Когда я на почте служил ямщиком, Был молод, имел я силенку…

Спивак подсел на кровать к Петренко, свернул и закурил папиросу.

— Разумовского мы хотели на младшего лейтенанта аттестовать, — глухо сказал Петренко. — Способный был командир… Семьям надо написать сегодня, пока стоим.

— О Разумовском некому сообщать, — сказал Спивак. — У него никого нет родных.

И он рассказал Петренко о том, как Разумовский боялся дожить до конца войны, когда скажут — нельзя больше бить гитлеровцев.

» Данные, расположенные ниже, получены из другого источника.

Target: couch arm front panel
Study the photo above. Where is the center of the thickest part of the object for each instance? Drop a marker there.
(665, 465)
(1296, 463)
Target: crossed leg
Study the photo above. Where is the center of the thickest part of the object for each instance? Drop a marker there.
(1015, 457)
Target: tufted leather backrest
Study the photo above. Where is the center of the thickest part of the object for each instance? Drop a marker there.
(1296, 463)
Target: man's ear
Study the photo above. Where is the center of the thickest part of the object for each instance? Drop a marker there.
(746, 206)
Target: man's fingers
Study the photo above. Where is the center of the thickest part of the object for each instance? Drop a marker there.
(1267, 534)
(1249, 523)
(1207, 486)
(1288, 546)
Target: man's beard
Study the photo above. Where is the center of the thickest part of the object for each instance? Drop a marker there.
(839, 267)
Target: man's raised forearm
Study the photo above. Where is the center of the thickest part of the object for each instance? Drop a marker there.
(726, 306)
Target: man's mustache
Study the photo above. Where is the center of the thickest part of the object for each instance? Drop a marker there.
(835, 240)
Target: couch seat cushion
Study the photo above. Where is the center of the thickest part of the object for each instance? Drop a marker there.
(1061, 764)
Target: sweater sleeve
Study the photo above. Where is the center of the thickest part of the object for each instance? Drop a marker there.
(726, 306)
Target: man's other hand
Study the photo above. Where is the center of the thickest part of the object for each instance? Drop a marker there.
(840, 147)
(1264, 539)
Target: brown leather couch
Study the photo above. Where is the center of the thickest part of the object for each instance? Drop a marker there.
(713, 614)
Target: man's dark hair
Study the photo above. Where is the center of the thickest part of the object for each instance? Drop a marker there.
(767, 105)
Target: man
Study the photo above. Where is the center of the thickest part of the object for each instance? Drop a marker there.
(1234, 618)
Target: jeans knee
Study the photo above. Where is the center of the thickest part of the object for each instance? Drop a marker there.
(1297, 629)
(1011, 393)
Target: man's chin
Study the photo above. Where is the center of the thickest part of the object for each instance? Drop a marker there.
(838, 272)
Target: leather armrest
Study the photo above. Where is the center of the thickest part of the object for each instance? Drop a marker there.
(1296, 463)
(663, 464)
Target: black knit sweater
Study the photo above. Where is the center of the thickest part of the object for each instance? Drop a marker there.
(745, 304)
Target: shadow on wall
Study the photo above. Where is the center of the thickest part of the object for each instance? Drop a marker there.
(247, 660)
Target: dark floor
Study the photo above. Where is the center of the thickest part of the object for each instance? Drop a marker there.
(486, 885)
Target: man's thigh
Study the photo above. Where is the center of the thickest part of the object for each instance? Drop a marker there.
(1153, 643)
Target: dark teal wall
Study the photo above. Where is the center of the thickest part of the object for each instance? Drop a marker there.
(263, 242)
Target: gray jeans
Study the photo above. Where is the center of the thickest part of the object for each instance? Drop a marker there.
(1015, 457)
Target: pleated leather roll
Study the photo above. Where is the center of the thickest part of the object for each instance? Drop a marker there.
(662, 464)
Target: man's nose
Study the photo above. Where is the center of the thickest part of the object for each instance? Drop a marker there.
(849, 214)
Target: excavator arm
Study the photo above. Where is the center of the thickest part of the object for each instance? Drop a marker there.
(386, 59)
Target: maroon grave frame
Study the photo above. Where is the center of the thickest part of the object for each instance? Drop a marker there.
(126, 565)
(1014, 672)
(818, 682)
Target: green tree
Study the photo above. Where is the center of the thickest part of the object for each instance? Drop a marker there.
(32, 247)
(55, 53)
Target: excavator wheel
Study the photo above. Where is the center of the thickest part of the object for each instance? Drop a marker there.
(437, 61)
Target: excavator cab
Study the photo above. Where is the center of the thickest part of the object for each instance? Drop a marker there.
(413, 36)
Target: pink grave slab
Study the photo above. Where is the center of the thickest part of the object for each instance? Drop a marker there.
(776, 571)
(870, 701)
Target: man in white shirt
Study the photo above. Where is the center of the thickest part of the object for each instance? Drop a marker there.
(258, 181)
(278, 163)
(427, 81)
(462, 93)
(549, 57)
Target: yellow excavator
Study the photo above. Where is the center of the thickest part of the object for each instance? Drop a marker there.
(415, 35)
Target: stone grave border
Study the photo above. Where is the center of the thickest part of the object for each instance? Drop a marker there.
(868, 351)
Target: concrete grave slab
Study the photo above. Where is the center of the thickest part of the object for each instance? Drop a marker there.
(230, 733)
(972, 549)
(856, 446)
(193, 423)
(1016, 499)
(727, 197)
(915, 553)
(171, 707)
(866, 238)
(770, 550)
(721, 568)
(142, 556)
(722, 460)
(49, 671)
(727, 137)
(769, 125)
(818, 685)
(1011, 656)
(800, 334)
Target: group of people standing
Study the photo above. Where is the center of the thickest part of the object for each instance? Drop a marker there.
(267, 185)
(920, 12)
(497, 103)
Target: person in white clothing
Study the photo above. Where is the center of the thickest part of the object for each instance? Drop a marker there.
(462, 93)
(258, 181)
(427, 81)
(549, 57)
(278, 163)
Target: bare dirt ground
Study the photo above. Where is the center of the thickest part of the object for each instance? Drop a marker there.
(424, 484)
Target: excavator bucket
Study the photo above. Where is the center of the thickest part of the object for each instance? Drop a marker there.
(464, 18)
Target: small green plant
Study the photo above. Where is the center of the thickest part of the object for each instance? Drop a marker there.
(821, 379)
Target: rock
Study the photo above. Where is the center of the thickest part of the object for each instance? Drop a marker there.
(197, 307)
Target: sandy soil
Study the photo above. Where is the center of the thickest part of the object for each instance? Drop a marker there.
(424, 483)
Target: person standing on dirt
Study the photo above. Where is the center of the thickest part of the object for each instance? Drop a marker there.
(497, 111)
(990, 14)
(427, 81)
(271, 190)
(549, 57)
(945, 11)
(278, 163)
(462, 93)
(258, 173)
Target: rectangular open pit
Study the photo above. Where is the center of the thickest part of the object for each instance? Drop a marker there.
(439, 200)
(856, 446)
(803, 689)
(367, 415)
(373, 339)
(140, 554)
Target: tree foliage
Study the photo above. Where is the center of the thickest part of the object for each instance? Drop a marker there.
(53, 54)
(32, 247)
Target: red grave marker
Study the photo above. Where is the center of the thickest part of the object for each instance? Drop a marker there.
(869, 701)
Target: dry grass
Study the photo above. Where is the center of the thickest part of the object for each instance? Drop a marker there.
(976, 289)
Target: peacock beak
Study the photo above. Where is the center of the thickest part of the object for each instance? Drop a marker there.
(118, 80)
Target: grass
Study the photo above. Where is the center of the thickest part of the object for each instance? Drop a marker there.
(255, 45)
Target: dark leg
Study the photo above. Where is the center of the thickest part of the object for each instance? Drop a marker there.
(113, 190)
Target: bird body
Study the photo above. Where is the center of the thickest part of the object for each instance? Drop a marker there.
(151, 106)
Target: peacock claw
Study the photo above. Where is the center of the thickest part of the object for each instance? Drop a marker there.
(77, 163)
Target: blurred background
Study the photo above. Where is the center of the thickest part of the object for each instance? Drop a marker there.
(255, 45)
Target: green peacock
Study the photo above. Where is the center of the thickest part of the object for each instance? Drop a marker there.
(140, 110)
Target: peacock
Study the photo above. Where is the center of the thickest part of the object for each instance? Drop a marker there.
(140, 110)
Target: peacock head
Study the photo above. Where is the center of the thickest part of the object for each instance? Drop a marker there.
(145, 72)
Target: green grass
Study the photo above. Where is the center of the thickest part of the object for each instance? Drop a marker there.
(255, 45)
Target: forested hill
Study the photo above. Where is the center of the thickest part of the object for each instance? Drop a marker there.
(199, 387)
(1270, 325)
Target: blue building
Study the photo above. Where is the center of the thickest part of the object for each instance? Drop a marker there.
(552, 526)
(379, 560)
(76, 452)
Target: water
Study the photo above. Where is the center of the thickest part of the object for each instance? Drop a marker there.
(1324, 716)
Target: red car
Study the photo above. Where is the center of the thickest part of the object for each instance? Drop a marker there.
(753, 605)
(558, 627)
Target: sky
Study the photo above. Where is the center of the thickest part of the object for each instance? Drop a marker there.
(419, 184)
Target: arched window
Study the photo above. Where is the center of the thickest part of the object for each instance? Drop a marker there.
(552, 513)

— Архипова жалко, бронебойщика. Кому партбилет Архипова отдать? Где парторг? Кто видел Родионова? А, он пошел на речку, стиркой занимается. Вот еще кому не повезло сегодня. Слышал, как его ведром с патокой накрыло? Тоже прямое попадание. Может быть, ты возьмешь, передашь Костромину?

Петренко потянулся рукой к табуретке, на которой, прикрытые газетой, лежали медали: «За оборону Сталинграда» — Болотникова и «За отвагу» — Максименко, орден Красного Знамени Михайлюка и партбилет Архипова.

Спивак взял партбилет — склеенная засохшей кровью обложка не раскрывалась, — положил в карман гимнастерки.

— А Максименко ты помнишь? Из старых бойцов был… Тяжелый день сегодня, Павло Григорьевич, хороших ребят потеряли.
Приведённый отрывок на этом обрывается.